Bobbin lace is a complicated craft in which intricate lace designs are made by hand using a series of small wooden cylinders (called bobbins) to braid and twist lengths of thread around needles poked though a pillow. Janya and her young daughter Pardi spent a month living and learning with Nettie at her home in Kuala Lumpur.
“Nettie was an excellent teacher,” says Janya. “She made you feel like you wanted to do your best.” After a month, Janya returned to Chiang Mai with nothing but a lacemaking book and a newfound passion. Back in Thailand, she continued teaching herself how to make bobbin lace, while maintaining close contact with Nettie. The two would send lacework back and forth by mail, Nettie recording her evaluations and advice on cassette tapes, Janya asking questions and learning as she went along.
“Lacemaking is a dying art but if it’s going to prosper again, it will be in Chiang Mai,” Nettie told Janya when she came to visit her in Chiang Mai and first witnessed the city’s passion for handicrafts. At the time, Janya was using expensive linen imported from Europe to make her lace, so when Nettie came, the two went about looking for another more accessible material to use. The obvious answer? Silk, a textile quite common to Thailand – in fact, Janya’s uncle had his own factory. Silk had been used to make lace in ancient times, but was all but obsolete by the time Janya took it up.
From there, things just started happening. Janya’s lacemaking skills were quickly recognised by the global lacemaking community (a tight-knit and passionate one, she tells me) and she was soon invited to showcase her rare silk laceworks at the prestigious World Lace Congress in Utrecht, Netherlands. There, her booth was always full, and the silk she brought along sold like hotcakes. The silk bobbin lace became an international sensation and she travelled the world attending various conferences and conventions and learning directly from the world’s leading lace experts, including Pamela Nottingham of England, who literally wrote the book on bobbin lace and invited Janya to live and learn with her in the UK.

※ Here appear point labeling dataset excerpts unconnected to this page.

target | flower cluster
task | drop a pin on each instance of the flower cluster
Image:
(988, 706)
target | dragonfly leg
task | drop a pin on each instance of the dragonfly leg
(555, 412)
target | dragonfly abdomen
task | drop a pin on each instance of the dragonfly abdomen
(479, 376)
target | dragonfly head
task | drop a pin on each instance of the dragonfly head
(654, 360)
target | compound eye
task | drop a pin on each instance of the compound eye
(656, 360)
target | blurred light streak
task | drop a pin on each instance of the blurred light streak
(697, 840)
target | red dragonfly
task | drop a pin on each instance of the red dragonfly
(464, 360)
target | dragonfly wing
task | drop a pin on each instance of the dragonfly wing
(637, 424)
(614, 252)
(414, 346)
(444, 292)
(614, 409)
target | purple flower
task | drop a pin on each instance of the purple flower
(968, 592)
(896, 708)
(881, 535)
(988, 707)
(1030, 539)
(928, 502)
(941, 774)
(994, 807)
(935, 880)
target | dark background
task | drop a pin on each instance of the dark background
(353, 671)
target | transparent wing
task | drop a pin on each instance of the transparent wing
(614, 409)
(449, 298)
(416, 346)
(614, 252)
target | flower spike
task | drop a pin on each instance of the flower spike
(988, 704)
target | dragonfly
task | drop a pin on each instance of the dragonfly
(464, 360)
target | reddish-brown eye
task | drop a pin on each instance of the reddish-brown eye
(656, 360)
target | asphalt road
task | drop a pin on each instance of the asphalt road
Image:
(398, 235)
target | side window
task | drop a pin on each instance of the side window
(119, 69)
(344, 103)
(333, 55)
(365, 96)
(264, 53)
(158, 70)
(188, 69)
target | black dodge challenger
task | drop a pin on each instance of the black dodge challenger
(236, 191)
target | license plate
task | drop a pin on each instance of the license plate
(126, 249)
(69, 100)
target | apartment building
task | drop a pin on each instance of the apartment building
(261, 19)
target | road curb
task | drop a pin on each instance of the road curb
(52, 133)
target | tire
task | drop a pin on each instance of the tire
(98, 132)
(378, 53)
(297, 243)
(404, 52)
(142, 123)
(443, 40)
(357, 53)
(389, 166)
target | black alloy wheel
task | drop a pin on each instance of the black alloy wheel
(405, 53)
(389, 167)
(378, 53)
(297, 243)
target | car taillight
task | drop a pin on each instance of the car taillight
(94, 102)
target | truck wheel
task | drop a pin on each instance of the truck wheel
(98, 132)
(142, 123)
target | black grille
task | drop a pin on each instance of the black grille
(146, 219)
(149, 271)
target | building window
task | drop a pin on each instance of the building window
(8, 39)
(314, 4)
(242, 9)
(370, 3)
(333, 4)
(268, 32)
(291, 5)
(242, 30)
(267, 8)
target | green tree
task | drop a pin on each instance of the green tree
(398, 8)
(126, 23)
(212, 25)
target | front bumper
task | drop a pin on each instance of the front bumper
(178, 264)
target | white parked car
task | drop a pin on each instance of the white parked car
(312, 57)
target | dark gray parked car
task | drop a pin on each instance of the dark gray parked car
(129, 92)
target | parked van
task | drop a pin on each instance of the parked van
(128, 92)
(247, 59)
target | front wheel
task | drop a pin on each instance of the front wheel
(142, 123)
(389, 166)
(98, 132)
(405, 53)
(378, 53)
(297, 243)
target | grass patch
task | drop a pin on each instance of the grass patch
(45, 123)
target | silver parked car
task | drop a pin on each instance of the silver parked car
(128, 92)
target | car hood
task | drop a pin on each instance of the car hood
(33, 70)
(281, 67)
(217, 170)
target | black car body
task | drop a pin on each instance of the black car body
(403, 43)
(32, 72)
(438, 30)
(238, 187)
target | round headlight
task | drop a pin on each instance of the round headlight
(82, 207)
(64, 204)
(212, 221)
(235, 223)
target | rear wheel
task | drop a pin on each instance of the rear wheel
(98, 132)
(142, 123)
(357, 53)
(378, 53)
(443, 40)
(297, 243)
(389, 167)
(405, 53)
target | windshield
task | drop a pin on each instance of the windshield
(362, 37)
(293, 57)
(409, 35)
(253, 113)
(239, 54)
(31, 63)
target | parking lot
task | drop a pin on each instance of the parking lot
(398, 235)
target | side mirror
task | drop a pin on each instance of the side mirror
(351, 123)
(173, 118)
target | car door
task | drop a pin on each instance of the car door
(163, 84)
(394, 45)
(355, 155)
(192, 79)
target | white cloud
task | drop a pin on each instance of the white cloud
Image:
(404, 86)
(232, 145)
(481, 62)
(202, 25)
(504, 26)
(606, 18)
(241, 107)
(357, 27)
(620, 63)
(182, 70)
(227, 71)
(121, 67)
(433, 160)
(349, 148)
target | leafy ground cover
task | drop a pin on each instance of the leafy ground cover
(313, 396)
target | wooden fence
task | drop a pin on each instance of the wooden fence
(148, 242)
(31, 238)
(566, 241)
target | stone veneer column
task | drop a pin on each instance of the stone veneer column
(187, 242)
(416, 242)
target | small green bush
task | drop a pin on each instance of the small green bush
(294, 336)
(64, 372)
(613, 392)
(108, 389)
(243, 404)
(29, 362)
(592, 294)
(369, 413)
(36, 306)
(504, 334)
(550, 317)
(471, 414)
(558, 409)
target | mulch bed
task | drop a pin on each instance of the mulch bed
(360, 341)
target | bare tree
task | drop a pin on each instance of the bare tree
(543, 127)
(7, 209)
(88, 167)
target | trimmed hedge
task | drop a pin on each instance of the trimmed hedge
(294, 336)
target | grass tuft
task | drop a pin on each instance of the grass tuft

As the world’s interest in handmade lace underwent a revival, Janya opened a shop in Chiang Mai’s old city called Saraphi Lace, located in a quiet second floor space above the touring masses on Ratwithi Road. She also travelled to several surrounding villages in search of students and future employees. Her initial attempts to teach hill tribe woman were not successful. “They were too busy to learn,” she recalls. “Then I went to another village, but the girls there were well-to-do, and just not very keen to learn lacemaking.” Then she found a village in Sansai that was just right, and began teaching a group of young locals every day. That was where she found the girl who would grow up to be her head lacemaker and an eventual leader in the craft, Bourrour Promkeaw, then only 12 years old.
Enter the Fan
It was the year 2000 when everything changed. Way over on the other side of the world, a wealthy American and avid fan collector named Ellen Dennis was on a trip to England when she saw a fan unlike any she’d seen before, a handmade lace masterpiece she was dying to add to her collection. The fan, however, was not for sale.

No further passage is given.